This was how it happened that when Mr. Sparrow’s stomach was quite full, and he suddenly remembered his work, he flew back and found the Turkey feather gone. In the eaves overhead he heard Mrs. Sparrow telling somebody else what to do. He tried to force his way up there. Every time he was shoved back, and not very gently either.
“You might better look for another home,” said Mrs. Sparrow’s voice. “I have found another husband, one who will help me as I wish. Good-by.”
That was the ending of Mr. Sparrow’s first marriage. It was a very sad affair, and the birds talked of nothing else for a long time afterward. Some said that it served him exactly right, because he married to get into a fine family, when there were dozens of Sparrow daughters much prettier and nicer than the one he chose. There may have been something in this, for certainly if Mrs. Sparrow had not been so sure of finding another to take his place, she would not have turned him out in the way she did. It is said, however, that her second husband had a hard life of it.
A RAINY DAY ON THE LAWN
WHEN the sun rose, that morning late in April, he tried and tried to look at the big house and see what was happening. All he could see was a thick gray cloud veil stretched between him and the earth, and, shine as hard as he might, not a single sunbeam went through that veil.
When the Blackbirds awakened, they found a drizzling rain falling, and hurried on their waterproofs to get ready for a wet time. Blackbirds are always handsome, yet they never look better than when it rains. They coat their feathers with oil from the pockets under their tails, as indeed all birds do, and then they fly to the high branches of some tall and swaying tree and talk and talk and talk and talk. They do not get into little groups and face each other, but scatter themselves around and face the wind. This is most sensible, for if one of them were to turn his back to the wind, it would rumple up his feathers and give the raindrops a chance to get down to his skin. When they speak, or at least when they have anything really important to say, they ruffle their own feathers and stand on tip-toe, but they ruffle them carefully and face the wind all the time.
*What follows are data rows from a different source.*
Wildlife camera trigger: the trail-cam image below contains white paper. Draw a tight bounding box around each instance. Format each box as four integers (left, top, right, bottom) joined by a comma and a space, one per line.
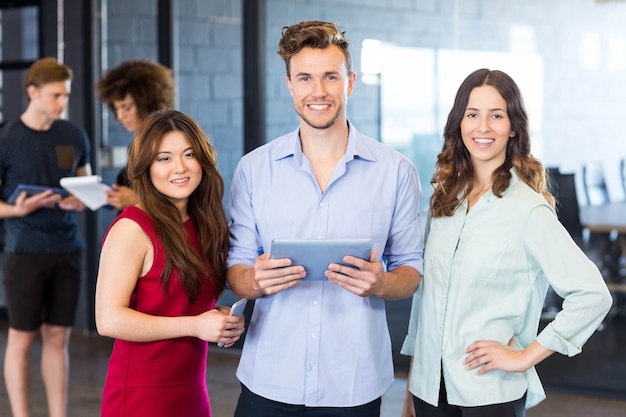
60, 175, 111, 210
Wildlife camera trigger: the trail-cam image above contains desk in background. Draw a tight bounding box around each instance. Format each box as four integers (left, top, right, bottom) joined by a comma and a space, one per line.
580, 202, 626, 292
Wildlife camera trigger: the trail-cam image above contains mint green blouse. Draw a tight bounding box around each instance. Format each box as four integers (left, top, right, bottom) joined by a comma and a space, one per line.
402, 170, 612, 408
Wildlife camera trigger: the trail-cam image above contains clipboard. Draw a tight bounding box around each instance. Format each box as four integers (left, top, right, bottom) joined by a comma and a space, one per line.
7, 184, 70, 204
59, 175, 111, 211
270, 238, 373, 281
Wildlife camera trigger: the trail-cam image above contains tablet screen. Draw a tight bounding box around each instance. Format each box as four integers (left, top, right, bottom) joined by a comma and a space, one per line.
270, 239, 372, 280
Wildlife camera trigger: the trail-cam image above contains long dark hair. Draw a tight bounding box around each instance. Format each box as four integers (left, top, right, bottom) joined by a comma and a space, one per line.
430, 69, 554, 217
128, 110, 228, 302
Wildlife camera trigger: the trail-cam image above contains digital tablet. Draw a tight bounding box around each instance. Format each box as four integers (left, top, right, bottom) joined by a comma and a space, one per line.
270, 238, 372, 280
7, 184, 70, 204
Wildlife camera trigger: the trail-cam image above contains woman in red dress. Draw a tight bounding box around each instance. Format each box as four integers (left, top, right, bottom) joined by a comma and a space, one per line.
96, 110, 243, 417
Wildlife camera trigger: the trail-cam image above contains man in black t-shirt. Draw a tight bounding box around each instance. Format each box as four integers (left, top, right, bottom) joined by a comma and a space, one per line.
0, 58, 91, 416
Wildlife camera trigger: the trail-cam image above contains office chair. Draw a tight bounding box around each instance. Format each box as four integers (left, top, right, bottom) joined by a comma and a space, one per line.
582, 162, 610, 206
When the Robins opened their round eyes, they chirped cheerfully to each other and put on their waterproofs. “Good weather for us,” they said. “It will make fine mud for plastering our new nests, and it will bring out the Worms.”
The English Sparrows, Goldfinches, and other seed-eaters were not made happy by the rain. With them it was only something to be borne patiently and without complaining. The Hummingbirds found fewer fresh blossoms open on cloudy days, and so had to fly farther and work harder for their food. The Pewees and other fly-catchers oiled their feathers and kept steadily at work.